The word ellipsis is from the Greek verb elleipein, to fall short. Humility requires that we humans acknowledge that we fall short; we fall short of being able to put an adequate name on the Creator of the Universe.
We do know that we are involved in creation. We do know that creation continues to evolve. We do know that the religions of the world have sometimes done more harm than good. We do know that some of that harm has been done in the name of God!
The fatal flaw in any religious system is to suggest that you know what God was thinking all the time; that you know that God is on your side—not the other guy’s. The fatal flaw is to suggest that you have the only true religion, and all the other’s are false.
Religious wars have been fought over that idolatrous idea throughout the course of human history.
That’s why I nominate the ellipsis as the most theologically significant piece of punctuation. Unfortunately, this is where Lynn Truss and I part company. She writes:
“I recently heard of someone studying the ellipsis (or three dots) for a PhD. And, I have to say, I was horrified. The ellipsis is the black hole of the punctuation universe, surely, into which no right-minded person would willingly be sucked, for three years, with no guarantee of a job at the end.”
We Unitarians don’t feel like we’ve been sucked into the black hole of theology, simply because we refuse to make pronouncements about God and heaven and hell, and so forth. We are, for the most part, people who marched out of the Egypt of our former religious captivity, crossed the Red Sea of uncertainty, and jumped into a theological black hole that says: “Your religion is the way your live your life; your real theology is lived out, not spoken out loud to prove you are one of the elect, saved, while all the rest are damned.”
The sacred book of Taoism, The Tao Te Ching, opens: “The Tao that can be told is not the eternal Tao; the name that can be named is not the eternal name.”
Some lines from Whitman’s poem A Song of the Rolling Earth to close:
A song of the rolling earth, and of words according,
Were you thinking that those were the words, those upright lines?
those curves, angles, dots?
No, those are not the words, the substantial words are in the ground
and sea,
They are in the air, they are in you.
Were you thinking that those were the words, those delicious sounds
out of your friends’ mouths?
No, the real words are more delicious than they.
Air, soil, water, fire–those are words,
I myself am a word with them–my qualities interpenetrate with
theirs
A healthy presence, a friendly or commanding gesture, are words,
sayings, meanings,
The charms that go with the mere looks of some men and women,
are sayings and meanings also.
The workmanship of souls is by those inaudible words of the earth…
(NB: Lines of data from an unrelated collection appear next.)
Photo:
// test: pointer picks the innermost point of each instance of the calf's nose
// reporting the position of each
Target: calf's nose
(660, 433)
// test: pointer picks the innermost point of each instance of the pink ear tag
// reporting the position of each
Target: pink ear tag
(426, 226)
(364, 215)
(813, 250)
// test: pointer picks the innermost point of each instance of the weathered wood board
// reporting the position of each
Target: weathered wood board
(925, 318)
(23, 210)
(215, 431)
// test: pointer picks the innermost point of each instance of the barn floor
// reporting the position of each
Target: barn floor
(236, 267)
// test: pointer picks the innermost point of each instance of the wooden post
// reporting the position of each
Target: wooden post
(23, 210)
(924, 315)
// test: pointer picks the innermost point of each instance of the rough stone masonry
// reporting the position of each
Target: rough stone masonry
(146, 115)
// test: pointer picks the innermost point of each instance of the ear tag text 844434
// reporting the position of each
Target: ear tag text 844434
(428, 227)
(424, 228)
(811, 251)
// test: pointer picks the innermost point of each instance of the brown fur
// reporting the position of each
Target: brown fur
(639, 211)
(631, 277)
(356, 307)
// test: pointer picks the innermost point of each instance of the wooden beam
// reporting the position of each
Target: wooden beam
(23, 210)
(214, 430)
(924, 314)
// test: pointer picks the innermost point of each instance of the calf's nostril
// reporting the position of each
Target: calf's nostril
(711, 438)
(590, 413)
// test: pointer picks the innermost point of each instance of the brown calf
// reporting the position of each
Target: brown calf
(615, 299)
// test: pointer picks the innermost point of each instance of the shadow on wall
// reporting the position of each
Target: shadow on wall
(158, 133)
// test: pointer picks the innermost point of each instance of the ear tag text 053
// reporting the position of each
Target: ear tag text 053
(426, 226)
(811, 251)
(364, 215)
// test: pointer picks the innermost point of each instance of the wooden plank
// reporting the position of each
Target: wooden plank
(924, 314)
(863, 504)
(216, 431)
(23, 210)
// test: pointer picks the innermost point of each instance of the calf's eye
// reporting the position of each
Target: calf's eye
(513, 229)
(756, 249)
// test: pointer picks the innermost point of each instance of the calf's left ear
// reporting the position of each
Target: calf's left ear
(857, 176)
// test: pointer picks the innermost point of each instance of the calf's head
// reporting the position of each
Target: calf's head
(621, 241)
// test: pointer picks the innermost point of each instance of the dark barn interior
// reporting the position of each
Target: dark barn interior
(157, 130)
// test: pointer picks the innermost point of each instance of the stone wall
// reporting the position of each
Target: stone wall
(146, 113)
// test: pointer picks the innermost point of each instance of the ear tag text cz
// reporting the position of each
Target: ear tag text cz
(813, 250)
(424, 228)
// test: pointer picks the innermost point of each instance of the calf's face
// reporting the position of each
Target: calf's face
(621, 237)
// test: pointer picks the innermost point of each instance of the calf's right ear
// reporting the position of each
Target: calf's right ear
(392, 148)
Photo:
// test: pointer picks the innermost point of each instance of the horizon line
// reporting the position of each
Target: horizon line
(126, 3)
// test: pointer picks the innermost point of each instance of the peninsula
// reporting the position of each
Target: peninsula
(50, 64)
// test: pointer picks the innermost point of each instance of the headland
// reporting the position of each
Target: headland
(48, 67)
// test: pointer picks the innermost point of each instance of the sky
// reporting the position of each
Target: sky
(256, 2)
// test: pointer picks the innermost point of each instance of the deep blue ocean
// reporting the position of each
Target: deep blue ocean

I swear I see what is better than to tell the best,
It is always to leave the best untold.
When I undertake to tell the best I find I cannot,
My tongue is ineffectual on its pivots,
My breath will not be obedient to its organs,
I become a dumb man.
The best of the earth cannot be told anyhow…
I swear I will never henceforth have to do with the faith that tells
the best,
I will have to do only with that faith that leaves the best untold.